On 18th November England, Wales and Northern Ireland will celebrate the sixth anniversary of the repeal of Clause 28 of the Local Government Act 1988 (the clause had been repealed some three earlier in Scotland). The amendment to the Local Government act ordered that a local authority “shall not intentionally promote homosexuality or publish material with the intention of promoting homosexuality” or “promote the teaching in any maintained school of the acceptability of homosexuality as a pretended family relationship”. The passing of the legislation had led to huge angry protests, including the invasion of the BBC studious by a group of protesters during the broadcasting of the national news.

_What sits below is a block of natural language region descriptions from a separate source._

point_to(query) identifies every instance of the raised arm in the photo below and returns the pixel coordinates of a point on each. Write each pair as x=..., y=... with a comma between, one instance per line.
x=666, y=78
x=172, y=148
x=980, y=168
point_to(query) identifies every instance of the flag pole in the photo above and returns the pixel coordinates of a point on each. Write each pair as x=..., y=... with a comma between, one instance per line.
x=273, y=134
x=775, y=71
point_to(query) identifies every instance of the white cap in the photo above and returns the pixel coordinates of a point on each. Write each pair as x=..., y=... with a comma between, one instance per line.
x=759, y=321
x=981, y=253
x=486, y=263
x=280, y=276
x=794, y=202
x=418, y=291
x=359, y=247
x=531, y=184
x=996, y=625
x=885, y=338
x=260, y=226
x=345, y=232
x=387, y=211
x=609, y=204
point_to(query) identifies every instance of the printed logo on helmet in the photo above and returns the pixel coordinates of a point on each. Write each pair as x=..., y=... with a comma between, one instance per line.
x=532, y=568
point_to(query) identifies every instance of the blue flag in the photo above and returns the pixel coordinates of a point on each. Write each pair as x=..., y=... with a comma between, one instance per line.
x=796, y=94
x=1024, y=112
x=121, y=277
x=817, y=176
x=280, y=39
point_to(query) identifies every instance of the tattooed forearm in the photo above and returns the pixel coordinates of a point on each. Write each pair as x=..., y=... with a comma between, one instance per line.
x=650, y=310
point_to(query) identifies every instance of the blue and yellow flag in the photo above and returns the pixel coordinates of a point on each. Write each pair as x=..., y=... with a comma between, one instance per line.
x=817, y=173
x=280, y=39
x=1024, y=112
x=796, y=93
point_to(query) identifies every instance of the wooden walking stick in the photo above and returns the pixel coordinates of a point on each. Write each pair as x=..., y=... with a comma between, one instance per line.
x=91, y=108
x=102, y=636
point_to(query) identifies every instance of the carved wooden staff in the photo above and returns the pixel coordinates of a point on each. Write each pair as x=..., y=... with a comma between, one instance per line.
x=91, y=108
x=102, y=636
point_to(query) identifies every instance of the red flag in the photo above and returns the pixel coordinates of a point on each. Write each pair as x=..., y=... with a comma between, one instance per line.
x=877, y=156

The rightwing backlash against gay and lesbian rights and the rights of local authorities to support gay and lesbian constituents and raise awareness about gay and lesbian issues took, as its focus, an innocuous book appearing in a local school library. Jenny Lives with Eric and Martin was a simple story of a girl and her relationship with her father and his male lover. The book appeared with hundreds of similar books featuring heterosexual relationships but rightwing commentators felt that local authorities were using taxpayers’ money to undermine the traditional family. Clearly, they felt that the “natural” family could be so undermined by the mere existence of one solitary book amidst a sea of heterosexist propaganda.
Certainly, well before its repeal the legislation was seen as redundant, nevertheless, the repeal of clause 28 represented a symbolic victory for progressive forces within British society. What concerns us, however, is that books of the nature of Jenny Lives with Eric and Martin are still missing from library shelves around the UK, in particular, and the world in general. Imagine the outcry, and people would be quite correct to do so, if children’s’ books did not portray children of different ethnicities or single parent families or deal with problems of divorce. The absence of such literature only adds to the stigma and prejudice experienced by children whose families don’t fit neatly in with the mythical tight uncomplicated white protestant nuclear family.
And of course, clause 28 still operates in English Language Teaching. This is not to say that celebrity gays and lesbians do not appear in TEFL books but always in a de-humanised manner. They are never (or extremely rarely) represented with their partners or children. We at Marxist TEFL say it is time to end this censorship.